Cédérick Caron | Journal de Montréal

Les familles canadiennes pourraient subir une des plus importantes hausses du coût des aliments des 10 dernières années, qui va amputer le budget d’une famille moyenne de près de 500 $ de plus en 2020.  

Parmi les hausses à surveiller, il y aurait celles des légumes, des poissons et fruits de mer, mais surtout de la viande, dont le prix pourrait bondir jusqu’à 6 %.   

« La peste porcine, les changements climatiques, les échanges avec les autres pays et le fait que cette catégorie n’a pas subi de hausse importante de prix l’an dernier sont en cause, entre autres », explique Sylvain Charlebois, chef de projet de l’étude et professeur en distribution et politiques agroalimentaires à l’Université Dalhousie en Nouvelle-Écosse.   

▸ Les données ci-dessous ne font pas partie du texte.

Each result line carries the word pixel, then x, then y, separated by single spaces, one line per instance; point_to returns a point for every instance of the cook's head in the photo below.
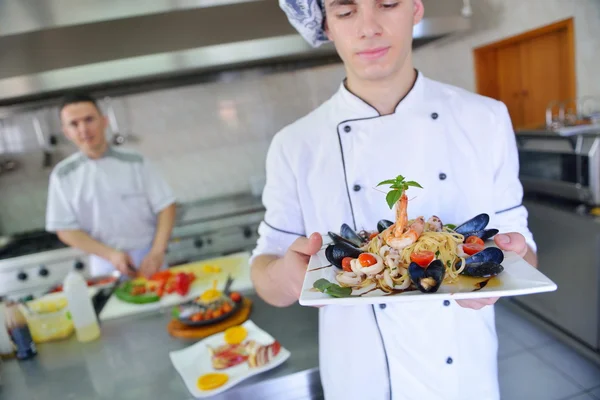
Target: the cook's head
pixel 83 123
pixel 372 37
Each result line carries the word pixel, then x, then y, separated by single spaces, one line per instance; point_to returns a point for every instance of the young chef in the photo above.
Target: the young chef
pixel 105 201
pixel 387 119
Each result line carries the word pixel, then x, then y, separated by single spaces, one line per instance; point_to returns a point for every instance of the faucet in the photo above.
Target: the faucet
pixel 550 123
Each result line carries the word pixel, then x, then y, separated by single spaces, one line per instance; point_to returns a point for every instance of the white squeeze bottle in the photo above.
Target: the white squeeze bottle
pixel 81 308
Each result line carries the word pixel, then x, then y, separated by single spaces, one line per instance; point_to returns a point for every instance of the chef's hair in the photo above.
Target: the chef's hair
pixel 77 97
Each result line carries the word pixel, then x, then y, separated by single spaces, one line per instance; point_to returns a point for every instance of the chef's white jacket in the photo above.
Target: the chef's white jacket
pixel 115 199
pixel 322 171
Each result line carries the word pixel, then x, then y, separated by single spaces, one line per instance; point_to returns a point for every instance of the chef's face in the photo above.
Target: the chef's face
pixel 85 126
pixel 373 37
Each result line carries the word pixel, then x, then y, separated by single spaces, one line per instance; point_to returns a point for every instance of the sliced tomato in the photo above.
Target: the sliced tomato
pixel 474 239
pixel 366 259
pixel 346 264
pixel 472 248
pixel 422 258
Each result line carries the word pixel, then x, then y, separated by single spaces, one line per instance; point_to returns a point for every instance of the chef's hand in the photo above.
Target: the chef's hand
pixel 152 263
pixel 295 261
pixel 122 262
pixel 509 242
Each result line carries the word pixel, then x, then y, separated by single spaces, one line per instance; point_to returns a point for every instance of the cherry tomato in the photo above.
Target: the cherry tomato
pixel 346 264
pixel 423 258
pixel 472 248
pixel 474 239
pixel 366 259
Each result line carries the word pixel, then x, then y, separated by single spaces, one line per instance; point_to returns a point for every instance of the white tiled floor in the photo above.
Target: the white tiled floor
pixel 534 365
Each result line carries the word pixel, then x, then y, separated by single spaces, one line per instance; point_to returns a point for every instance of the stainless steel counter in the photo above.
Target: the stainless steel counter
pixel 131 361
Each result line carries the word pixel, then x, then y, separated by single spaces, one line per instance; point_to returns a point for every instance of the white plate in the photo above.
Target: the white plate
pixel 518 278
pixel 195 361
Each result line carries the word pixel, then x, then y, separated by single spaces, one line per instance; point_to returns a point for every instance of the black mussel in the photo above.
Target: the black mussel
pixel 383 225
pixel 489 254
pixel 483 269
pixel 484 234
pixel 335 253
pixel 490 257
pixel 476 223
pixel 427 280
pixel 348 233
pixel 364 235
pixel 338 239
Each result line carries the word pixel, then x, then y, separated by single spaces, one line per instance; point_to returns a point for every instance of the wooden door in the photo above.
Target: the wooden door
pixel 530 71
pixel 510 83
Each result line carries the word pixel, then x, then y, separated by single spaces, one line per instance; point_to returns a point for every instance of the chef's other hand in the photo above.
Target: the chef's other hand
pixel 152 263
pixel 122 262
pixel 295 261
pixel 507 241
pixel 512 242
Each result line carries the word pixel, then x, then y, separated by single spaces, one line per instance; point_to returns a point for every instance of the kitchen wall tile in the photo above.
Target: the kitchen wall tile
pixel 207 140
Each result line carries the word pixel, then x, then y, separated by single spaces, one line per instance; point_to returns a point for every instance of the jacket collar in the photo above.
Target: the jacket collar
pixel 351 107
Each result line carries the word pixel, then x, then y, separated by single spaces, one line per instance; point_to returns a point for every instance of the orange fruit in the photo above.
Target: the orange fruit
pixel 235 334
pixel 212 381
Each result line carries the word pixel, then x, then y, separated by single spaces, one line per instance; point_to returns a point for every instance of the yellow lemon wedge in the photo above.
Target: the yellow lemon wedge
pixel 212 381
pixel 211 294
pixel 211 269
pixel 235 335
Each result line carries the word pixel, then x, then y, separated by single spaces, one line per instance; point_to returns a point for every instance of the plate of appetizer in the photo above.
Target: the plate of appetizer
pixel 416 260
pixel 221 361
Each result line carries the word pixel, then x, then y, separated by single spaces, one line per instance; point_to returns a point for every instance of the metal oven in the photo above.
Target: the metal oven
pixel 562 166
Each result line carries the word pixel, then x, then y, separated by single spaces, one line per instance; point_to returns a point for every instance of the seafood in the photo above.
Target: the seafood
pixel 434 224
pixel 413 254
pixel 485 264
pixel 348 233
pixel 383 224
pixel 476 227
pixel 335 253
pixel 402 240
pixel 427 279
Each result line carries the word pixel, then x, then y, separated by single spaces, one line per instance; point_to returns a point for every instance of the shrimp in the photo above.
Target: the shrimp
pixel 434 224
pixel 409 237
pixel 395 236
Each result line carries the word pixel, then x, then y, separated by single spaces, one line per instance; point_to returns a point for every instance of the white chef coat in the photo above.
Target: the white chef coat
pixel 115 199
pixel 322 171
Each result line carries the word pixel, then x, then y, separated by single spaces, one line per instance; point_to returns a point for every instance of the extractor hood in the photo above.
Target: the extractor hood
pixel 47 47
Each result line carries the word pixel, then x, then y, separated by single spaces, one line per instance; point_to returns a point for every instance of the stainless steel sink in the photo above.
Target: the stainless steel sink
pixel 303 385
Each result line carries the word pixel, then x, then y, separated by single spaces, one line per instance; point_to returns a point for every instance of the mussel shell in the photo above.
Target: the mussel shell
pixel 348 233
pixel 483 269
pixel 484 234
pixel 489 254
pixel 435 270
pixel 477 223
pixel 383 225
pixel 338 239
pixel 335 253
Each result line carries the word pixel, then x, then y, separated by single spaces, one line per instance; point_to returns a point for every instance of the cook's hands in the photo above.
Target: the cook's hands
pixel 512 242
pixel 509 242
pixel 295 261
pixel 121 261
pixel 152 263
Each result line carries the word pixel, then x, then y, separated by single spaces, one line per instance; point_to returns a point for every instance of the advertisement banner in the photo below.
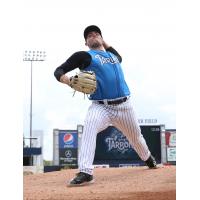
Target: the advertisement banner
pixel 68 156
pixel 113 145
pixel 171 154
pixel 68 147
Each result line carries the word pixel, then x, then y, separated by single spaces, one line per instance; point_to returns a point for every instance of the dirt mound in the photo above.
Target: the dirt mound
pixel 110 184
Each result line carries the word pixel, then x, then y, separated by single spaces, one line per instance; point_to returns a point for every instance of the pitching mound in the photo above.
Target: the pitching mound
pixel 110 184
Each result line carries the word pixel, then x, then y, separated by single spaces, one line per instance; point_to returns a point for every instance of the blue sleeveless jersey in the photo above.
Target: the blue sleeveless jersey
pixel 109 75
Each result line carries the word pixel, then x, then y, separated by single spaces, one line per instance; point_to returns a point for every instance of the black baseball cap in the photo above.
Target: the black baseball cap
pixel 90 29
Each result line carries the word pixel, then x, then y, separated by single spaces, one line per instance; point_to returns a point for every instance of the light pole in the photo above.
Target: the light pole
pixel 32 56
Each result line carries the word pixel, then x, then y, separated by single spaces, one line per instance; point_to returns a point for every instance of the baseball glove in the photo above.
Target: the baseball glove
pixel 84 82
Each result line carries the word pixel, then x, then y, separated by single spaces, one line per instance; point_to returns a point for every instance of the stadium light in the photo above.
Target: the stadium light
pixel 32 56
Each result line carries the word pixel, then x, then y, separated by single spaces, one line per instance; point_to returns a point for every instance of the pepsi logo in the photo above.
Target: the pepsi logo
pixel 68 138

«C’est plus difficile sur le budget quand le taux d’inflation alimentaire dépasse les 2,5 % comme ça risque d’être le cas », dit-il.   

Celui-ci publie aujourd’hui, avec son équipe des universités Dalhousie et Guelph, en Ontario, la 10e édition du Rapport annuel sur les prix alimentaires canadiens.   

Chaque année, on y fait des prévisions du prix du panier d’épicerie pour l’année suivante au pays. Si les prédictions s’avèrent, on devrait subir une hausse globale des prix pouvant varier entre 2 % et 4 % en 2020.   

12 667 $ par an  

Une famille canadienne moyenne, soit un homme et une femme de 39 ans, un garçon de 15 ans et une fille de 11 ans, qui sélectionne des aliments sains et conformes au Guide alimentaire canadien, devrait voir ses dépenses annuelles en alimentation augmenter de 487 $ pour 2020. En 2019, cette hausse était de 411 $.   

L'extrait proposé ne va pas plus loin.